The company declined to comment, but a Friday quarterly report by Allergan’s parent company, AbbVie, characterized the amount as “a charge related to a possible settlement of lawsuits related to Allergan’s previous sales of opioid products.”
The proposed settlement is an accompanying agreement to a $4.25 billion deal announced in principle earlier in the week from Teva Pharmaceuticals. If a significant majority of states and communities sign up, the combined deal, when completed, could be worth $6.6 billion, lawyers familiar with the negotiations said. That is higher than a national settlement reached with Johnson & Johnson or an offer from Purdue Pharmaopioid manufacturers with much higher public profiles.
The deals are largely linked as Teva bought Allergan’s generics portfolio in 2016, including its significant opioid business. Teva made this week’s settlement partially conditional on Allergan reaching its own opioid liability deal.

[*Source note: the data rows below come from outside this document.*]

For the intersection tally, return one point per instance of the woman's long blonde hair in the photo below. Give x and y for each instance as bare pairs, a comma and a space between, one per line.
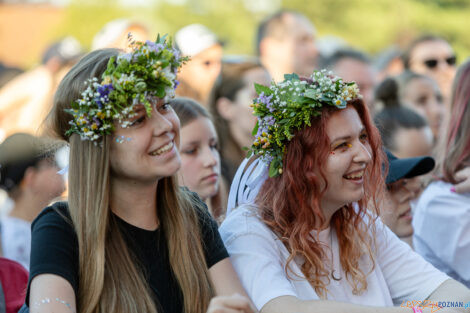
110, 279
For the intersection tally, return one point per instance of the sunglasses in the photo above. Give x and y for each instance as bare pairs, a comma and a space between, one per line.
432, 63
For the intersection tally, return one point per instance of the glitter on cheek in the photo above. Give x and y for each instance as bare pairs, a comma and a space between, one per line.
122, 139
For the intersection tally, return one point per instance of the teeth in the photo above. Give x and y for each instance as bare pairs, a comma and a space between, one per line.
163, 149
355, 176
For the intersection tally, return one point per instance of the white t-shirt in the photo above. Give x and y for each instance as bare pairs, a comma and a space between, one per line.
16, 239
259, 258
442, 230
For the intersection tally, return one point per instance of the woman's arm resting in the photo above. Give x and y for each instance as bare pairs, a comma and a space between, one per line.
51, 293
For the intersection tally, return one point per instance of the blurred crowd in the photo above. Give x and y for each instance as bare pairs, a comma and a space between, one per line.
413, 95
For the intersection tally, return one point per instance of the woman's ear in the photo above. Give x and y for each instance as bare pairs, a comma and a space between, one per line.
225, 108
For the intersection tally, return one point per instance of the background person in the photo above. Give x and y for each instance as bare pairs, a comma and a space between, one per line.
303, 237
285, 43
26, 99
115, 34
128, 239
421, 93
200, 158
230, 106
28, 173
354, 66
403, 131
442, 218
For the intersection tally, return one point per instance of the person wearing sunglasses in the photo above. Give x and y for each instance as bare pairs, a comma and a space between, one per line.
432, 56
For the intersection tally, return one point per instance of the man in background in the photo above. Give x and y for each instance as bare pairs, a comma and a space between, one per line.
286, 44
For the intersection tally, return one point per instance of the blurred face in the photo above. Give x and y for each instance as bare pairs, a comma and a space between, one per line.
424, 97
138, 33
147, 150
242, 119
412, 142
46, 183
200, 160
362, 73
435, 59
349, 157
396, 209
202, 69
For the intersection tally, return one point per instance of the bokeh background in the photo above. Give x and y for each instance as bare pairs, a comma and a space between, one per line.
27, 27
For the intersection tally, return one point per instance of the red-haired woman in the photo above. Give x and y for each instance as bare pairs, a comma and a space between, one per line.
308, 234
442, 218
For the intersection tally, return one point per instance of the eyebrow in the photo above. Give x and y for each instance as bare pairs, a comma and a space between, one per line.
348, 137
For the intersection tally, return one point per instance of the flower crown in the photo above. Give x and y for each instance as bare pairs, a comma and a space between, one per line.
149, 70
289, 105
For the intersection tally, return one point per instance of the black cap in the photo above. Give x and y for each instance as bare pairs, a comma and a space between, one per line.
407, 168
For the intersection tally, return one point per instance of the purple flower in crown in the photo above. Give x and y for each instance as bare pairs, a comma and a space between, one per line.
266, 101
97, 121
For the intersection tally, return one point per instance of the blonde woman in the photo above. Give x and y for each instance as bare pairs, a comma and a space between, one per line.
128, 239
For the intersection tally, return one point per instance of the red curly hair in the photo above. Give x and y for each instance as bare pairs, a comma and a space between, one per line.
286, 203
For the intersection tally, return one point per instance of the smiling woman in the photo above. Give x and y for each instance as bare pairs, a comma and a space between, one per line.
128, 239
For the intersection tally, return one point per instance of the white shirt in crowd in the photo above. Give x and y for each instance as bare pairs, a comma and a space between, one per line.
259, 258
16, 239
442, 230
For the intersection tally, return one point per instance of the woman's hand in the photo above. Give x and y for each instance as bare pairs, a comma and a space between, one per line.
463, 179
231, 304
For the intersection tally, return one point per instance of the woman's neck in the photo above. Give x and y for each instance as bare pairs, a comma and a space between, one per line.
135, 203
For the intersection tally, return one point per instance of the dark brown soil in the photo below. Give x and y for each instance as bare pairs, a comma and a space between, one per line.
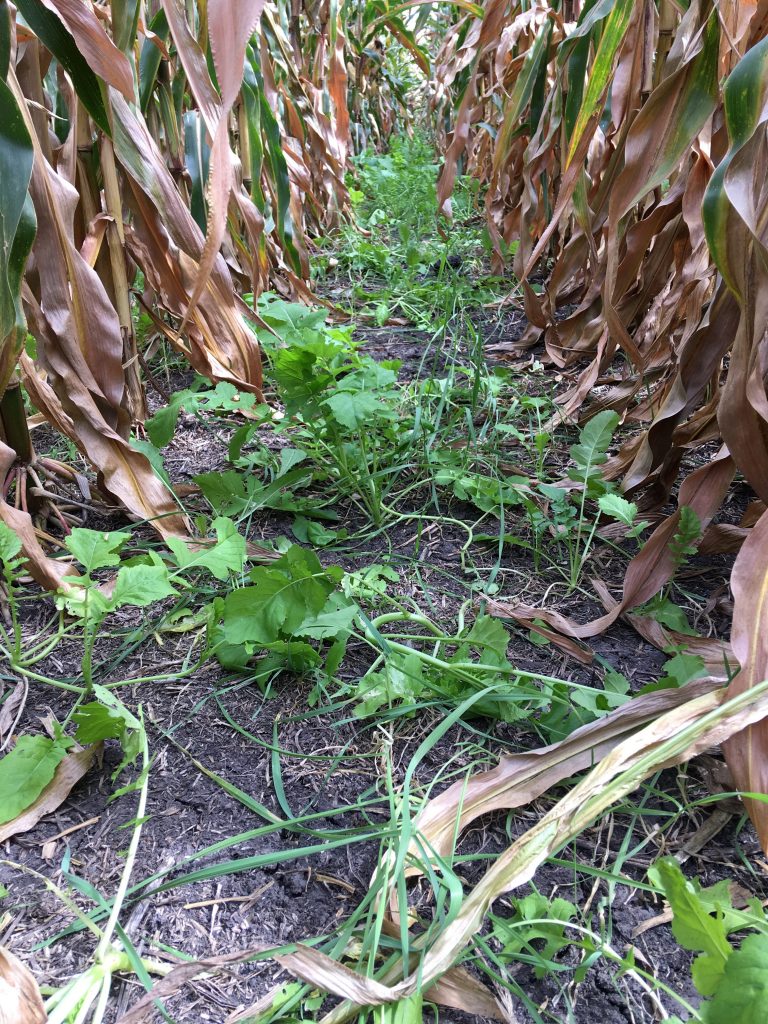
208, 725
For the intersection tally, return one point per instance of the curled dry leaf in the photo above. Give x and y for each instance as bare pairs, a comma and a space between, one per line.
70, 771
20, 1001
745, 753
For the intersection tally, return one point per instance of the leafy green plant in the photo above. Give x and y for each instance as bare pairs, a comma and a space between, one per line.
141, 581
732, 980
536, 932
571, 521
286, 606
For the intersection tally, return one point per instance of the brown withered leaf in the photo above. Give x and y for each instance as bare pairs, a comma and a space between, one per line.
69, 772
745, 752
47, 571
519, 778
20, 1001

“We’ve worked hard to get the best outcome for Americans harmed by the opioid crisis, and it’s worth taking another step in the right direction,” said Tom Miller, Iowa’s attorney general. whose office led the bipartisan group in negotiations with Allergan and Teva. “We will continue to make it a priority to hold manufacturers accountable while ensuring victims of this epidemic get the help they need.”
Unlike Teva’s deal, where plaintiffs can choose to receive a portion of the payout in drugs used to reverse drug overdoses and treat addiction rather than cash, Allergan’s offer is all cash with no product, according to lawyers familiar with the negotiations. Teva’s payments to states and communities would be paid in 13 years, while Allergan’s would be paid in six years. The amounts for both drug companies include settlement figures already struck with a handful of states and provinces in the past year.

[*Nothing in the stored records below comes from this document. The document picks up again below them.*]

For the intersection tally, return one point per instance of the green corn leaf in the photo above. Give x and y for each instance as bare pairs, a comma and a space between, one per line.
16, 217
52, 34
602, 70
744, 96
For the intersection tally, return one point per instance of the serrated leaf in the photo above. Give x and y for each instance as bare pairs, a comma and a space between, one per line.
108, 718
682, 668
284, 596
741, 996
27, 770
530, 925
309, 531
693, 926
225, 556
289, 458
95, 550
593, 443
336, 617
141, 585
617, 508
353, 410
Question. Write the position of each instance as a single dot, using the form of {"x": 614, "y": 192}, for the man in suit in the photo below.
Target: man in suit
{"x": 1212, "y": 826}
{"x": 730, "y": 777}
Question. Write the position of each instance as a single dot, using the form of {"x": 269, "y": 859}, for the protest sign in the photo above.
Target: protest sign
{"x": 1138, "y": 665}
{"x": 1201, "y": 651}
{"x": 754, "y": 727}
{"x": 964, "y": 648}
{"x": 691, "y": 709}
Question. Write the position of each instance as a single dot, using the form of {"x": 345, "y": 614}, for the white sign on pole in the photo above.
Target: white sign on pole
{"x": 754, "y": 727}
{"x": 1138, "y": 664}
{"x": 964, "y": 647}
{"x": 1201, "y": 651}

Both Allergan and Teva sold both proprietary and generic opioid pain relievers. Attorneys for thousands of entities have argued that these manufacturers, like so many others, exaggerated the benefits of opioids to doctors and the public and downplayed the drugs’ addictive properties. In addition, while the companies are required to report suspicious orders to authorities, neither have done so, lawyers said.

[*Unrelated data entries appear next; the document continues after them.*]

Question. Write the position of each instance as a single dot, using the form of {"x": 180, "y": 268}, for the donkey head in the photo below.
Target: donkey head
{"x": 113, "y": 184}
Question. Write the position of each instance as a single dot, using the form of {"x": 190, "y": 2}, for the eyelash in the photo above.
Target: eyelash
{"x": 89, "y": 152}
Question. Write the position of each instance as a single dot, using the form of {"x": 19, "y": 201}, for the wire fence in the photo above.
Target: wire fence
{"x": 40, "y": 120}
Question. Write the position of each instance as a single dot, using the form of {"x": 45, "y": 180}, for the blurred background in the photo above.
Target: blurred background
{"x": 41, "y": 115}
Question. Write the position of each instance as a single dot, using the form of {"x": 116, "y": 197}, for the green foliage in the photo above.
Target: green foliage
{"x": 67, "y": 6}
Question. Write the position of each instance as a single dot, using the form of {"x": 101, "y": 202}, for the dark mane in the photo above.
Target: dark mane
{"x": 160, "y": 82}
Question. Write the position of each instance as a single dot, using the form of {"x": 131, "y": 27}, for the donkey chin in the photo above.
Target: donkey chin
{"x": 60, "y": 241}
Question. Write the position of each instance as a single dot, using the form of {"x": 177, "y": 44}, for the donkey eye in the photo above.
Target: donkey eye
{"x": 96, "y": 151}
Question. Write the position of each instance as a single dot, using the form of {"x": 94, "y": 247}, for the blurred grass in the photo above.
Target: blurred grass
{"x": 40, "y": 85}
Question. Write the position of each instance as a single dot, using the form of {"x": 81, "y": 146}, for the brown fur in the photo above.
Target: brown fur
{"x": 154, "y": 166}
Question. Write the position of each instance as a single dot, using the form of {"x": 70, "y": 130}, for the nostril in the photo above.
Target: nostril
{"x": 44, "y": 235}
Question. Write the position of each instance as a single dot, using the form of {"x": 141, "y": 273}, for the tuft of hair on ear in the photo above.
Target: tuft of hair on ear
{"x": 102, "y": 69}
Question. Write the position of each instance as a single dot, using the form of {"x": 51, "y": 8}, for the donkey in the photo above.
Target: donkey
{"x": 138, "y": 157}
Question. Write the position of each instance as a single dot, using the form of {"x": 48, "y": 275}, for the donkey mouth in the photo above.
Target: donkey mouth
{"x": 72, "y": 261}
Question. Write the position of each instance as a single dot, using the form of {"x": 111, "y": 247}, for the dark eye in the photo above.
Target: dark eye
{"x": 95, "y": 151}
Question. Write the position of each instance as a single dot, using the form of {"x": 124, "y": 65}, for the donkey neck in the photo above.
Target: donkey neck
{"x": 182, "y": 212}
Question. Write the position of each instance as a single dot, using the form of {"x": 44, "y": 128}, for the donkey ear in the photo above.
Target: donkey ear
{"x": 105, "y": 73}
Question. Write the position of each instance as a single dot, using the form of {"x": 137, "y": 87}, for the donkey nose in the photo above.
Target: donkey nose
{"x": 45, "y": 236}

Teva had said the possible agreement was not an admission of wrongdoing.
The deals still have a long way to go before the money actually starts flowing into communities. Issues such as allocation of funds, stricter monitoring of suspicious orders and the creation of a public repository of internal documents have yet to be resolved.
North Carolina Attorney General Josh Stein commented on the arc of the opioid epidemic and the lawsuits that have resulted. “In 2020, nine North Carolinas died every day from an opioid overdose,” he said. “There is no amount of money that could ever recover such a loss. But there is hope for recovery, and our continued work to hold these companies accountable is giving people in this state the treatment and support they need to stay healthy.” And we’re still not done.”